More and more of our actions and interactions with the world are becoming mediated by data. This alters how we interact and the choices we make. Understanding and seeing data can completely change the ranking of a set of options available to us and hence how we allocate resources, both as individuals and collectively. Almost everything can be tested, measured and improved and this is truly bringing about a quiet but fundamental cultural transformation in how we make decisions. Datafication brings about a more objective form of decision making, what is called data-driven decision making. For example, when it comes to choosing a movie we used to go to the store and pick up the movie, browse through all the titles, read the description and decide if we want to see it. Now we are confronted with algorithms that make recommendations based on the data from the past films that you have seen, as well as who your friends are, what films they have seen and liked and the aggregation of feedback from thousands or millions of other people.
Madeline McIntosh from a book publishing house talks about how the culture of publishing change with the arrival of Amazon’s data-driven approach. The traditional culture of publishing was what she called a culture of lunches, culture of conversations where people had hunches and ideas about books and they discussed them. Amazon then brought a data-driven, numbers and math-driven approach to this and was able to basically figure out much better what was working and what wasn’t working, with the result being that they basically took over the market. This transformation is happening in many areas of our economy, more traditional companies are being displaced by companies that have embraced this new technology and cultural paradigm of data.
Take wine tasting for example which is maybe the quintessential human skill, there are human experts who look at and smell the wine to tell you what it tastes like if it is of good quality. This is a highly refined skill and sensory ability but it’s also true that wine is at the end of the day just a certain molecular composition and you can analyze it with numbers. The wine analytics company Enolytics have been able to figure out that you can predict how an expert will rate it before they even taste the wine with remarkable accuracy. Of course, this applies to more and more spheres of life, Wall Street is no longer full of people on seats making trades based on intuition and hope, but up to 70% of those decisions are now made by algorithms acting on data. Likewise, decisions on healthcare diagnostics are increasingly made by analytical systems acting on data, sports decisions are based on big data extracted from cameras and sensors in the shirts of players etc. The implicit premise of big data is that decisions can be made wholly based upon data and computerized models, shifting the locus of decision making from people and intuition to data and formal models.
EMC big data guru Bill Schmarzo describes well how decisions are currently made based on gut feeling1 “One of the most critical aspects of big data is its impact on how decisions are made and who gets to make them.
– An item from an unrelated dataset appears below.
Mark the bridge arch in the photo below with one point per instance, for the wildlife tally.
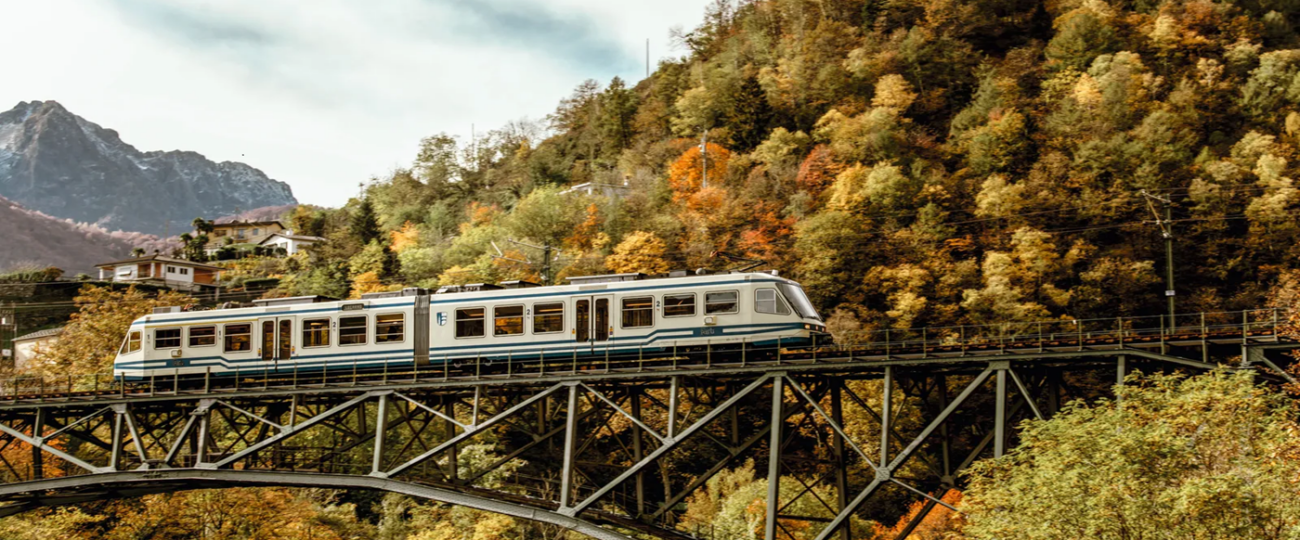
(73, 489)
When data are scarce, expensive to obtain, or not available in digital form, it makes sense to let well-placed people make decisions, which they do on the basis of experience they’ve built up and patterns and relationships they’ve observed and internalized. ‘Intuition’ is the label given to this style of inference and decision-making. People state their opinions about what the future holds—what’s going to happen, how well something will work, and so on—and then plan accordingly.” The term HiPPO is an acronym now used to describe this typical corporate decision-making process, where the highest-paid person in the room gets to make the final call. Much of our approach to decision making has been a function of simply not having data and not knowing. In the past, we have had to make decisions about complex environments and complex systems without being able to see or know what they were really like, just based on some intuition. But big data analytics offers this new telescope with which to actually see these systems and the difference between having a hunch and actually seeing the data can be huge in terms of the actual decisions that get made.
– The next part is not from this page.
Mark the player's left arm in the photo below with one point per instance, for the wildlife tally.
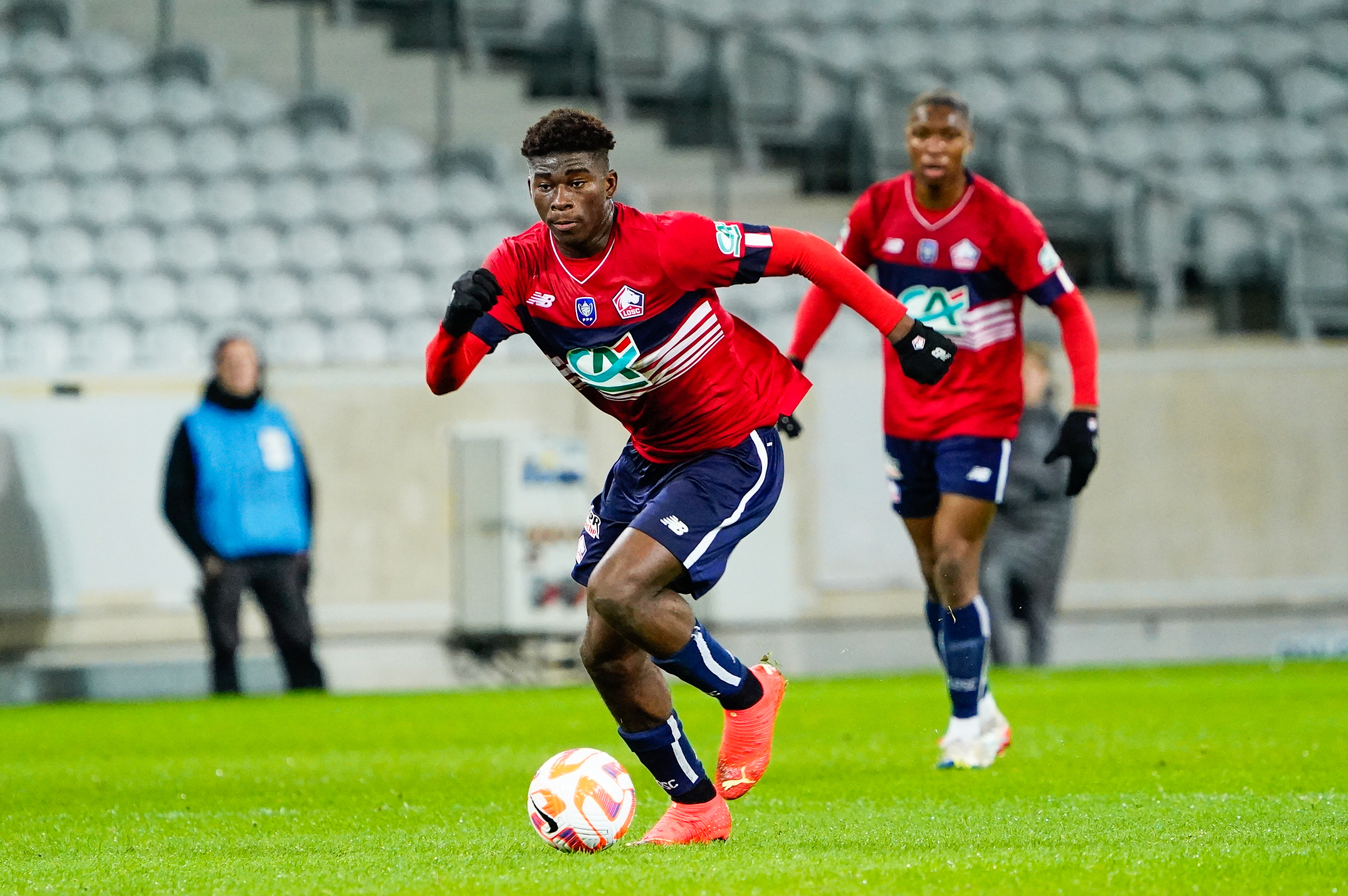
(700, 254)
(1034, 267)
Every minute, the world loses an area of forest the size of 48 football fields. And deforestation in the Amazon Basin accounts for the largest share, contributing to reduced biodiversity, habitat loss, climate change, and other devastating effects. But better data about the location of deforestation and human encroachment on forests could help governments and local stakeholders respond more quickly and effectively. A project called Planet2 is currently developing the world’s largest constellation of Earth-imaging satellites, it will soon be collecting daily imagery of the entire land surface of the earth at 3-5 meter resolution. While considerable research has been devoted to tracking changes in forests, it typically depends on coarse-resolution imagery. Furthermore, these existing methods generally cannot differentiate between human causes of forest loss and natural causes. Planet are challenging the analytics community to develop machine learning models for labeling satellite image clips with atmospheric conditions and various classes of land cover and land usage types. Resulting algorithms will help to better understand where, how, and why deforestation happens all over the world. A much clear image of this complex system would enable action-oriented decisions to be taken.